This album deals with very personal themes of despair, agony, and the spiritual relationships of A.I. and the cyber-world. And a variety of very catchy and attractive EBM/electro stylings meshed with mid-eighties pop sensibilities. A beautifully melodic piano intro takes you into the club-floor track "suck my life out." Definitely one of the more upbeat tracks on this release; we are presented with solid old-school F242 progressions combined with distorted guitar movements, small trance modulations, dreamy chorus interludes, and slightly flanged but clean vocals. The next two tracks "nothing that you feel" and "excellence" reminds me of earlier Regenerator material meets Kirlian Camera. The programming gets a little quirky at times on these though, maybe a little too much eighties influence? "VR" introduces a very touchy ballad that contains some nice traditional instruments such as piano, snares, and violins that combine nicely with the sentimental vocals of Yendri. Track six "once again" defines as one of the most attractive and catchy tracks on this release with contrasting feminine and masculine vocals. Reminds me a little of earlier Depeche Mode work. Very uplifting and hopeful to say the least. Taking a small step backwards to "my artificial dear"; still very enlightening with beloved analog melodies, simplistic break-beats, and inspiring vocals. All the right elements mixed, making this possibly the strongest track overall.
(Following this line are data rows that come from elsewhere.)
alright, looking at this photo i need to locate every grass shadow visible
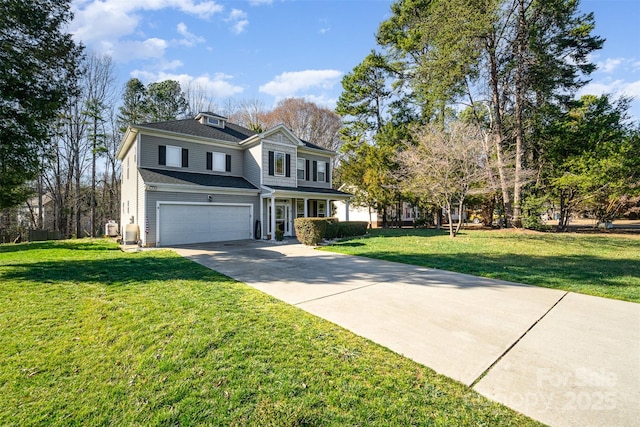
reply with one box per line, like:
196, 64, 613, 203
1, 251, 229, 286
0, 239, 119, 253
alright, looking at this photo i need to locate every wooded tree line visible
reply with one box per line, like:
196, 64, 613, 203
334, 0, 639, 235
2, 0, 638, 241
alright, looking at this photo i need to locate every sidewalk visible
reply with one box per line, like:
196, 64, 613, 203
173, 240, 640, 427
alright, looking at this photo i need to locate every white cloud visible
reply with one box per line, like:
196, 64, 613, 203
108, 38, 169, 62
70, 0, 223, 60
259, 70, 342, 98
597, 58, 623, 73
578, 78, 640, 99
176, 22, 206, 47
225, 9, 249, 34
131, 70, 244, 99
249, 0, 273, 5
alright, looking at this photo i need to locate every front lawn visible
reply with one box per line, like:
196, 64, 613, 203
0, 239, 540, 426
321, 228, 640, 303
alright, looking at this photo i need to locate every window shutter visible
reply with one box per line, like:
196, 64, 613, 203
312, 161, 317, 182
159, 145, 166, 165
305, 160, 310, 181
268, 151, 274, 176
285, 154, 291, 178
182, 148, 188, 167
225, 154, 232, 172
206, 152, 212, 170
325, 162, 330, 183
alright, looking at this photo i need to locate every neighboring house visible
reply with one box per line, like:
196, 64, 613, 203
116, 112, 351, 247
334, 199, 422, 228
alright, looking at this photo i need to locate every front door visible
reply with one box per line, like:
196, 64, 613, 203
275, 203, 291, 236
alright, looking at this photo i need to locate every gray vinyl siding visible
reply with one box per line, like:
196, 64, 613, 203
297, 152, 332, 189
244, 144, 262, 187
144, 190, 259, 246
262, 141, 297, 187
139, 134, 244, 176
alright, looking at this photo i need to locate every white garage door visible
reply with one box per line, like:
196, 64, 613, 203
158, 203, 252, 246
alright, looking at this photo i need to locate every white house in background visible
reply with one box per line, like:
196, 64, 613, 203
334, 200, 419, 228
117, 112, 351, 246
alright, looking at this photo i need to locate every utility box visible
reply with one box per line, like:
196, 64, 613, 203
105, 221, 119, 237
124, 223, 139, 244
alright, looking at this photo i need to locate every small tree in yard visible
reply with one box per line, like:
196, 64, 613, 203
397, 122, 487, 237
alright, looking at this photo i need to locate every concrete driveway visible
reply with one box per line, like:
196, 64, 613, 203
172, 240, 640, 427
"We are the machines" on the other hand takes a stab at very distorted percussion aspects distanced with strange and misplaced vocals. Not sure if this direction fits into this release. The same goes for the very KMFDM-esq workings on "cyberwars." Not very original and just too aggressive for this release. "Wake" pulls us back into focus with another very F242 influences, but very fluent stylings. "Life is sad" has very catchy and flowing melodic patches and bouncy eighties programming, but the vocals gets a little too sappy for me to say this is a good track. "When it's all over" evokes lost memories of the elegant nature that Missing Persons once had on me way-way back. Very fun and playful analog programming laced with upbeat melodies and contrasted vocals. "Shinas" closes this release with very nice piano steps that collide with swirling resonances, but the vocals seems somewhat distant and displaced at times. Leaving me somewhat confused whether I like this track or not.

In conclusion, this release holds ground for those seeking to hear a rejuvenation of older good EBM and eighties electronica elements meshed with a variety of range and contrasting vocal styles. It does have some misses, but, after being so countlessly disenchanted with many synth-pop bands taking their approaches of trying to bring the eighties and earlier EBM back, Yendri does it right this time.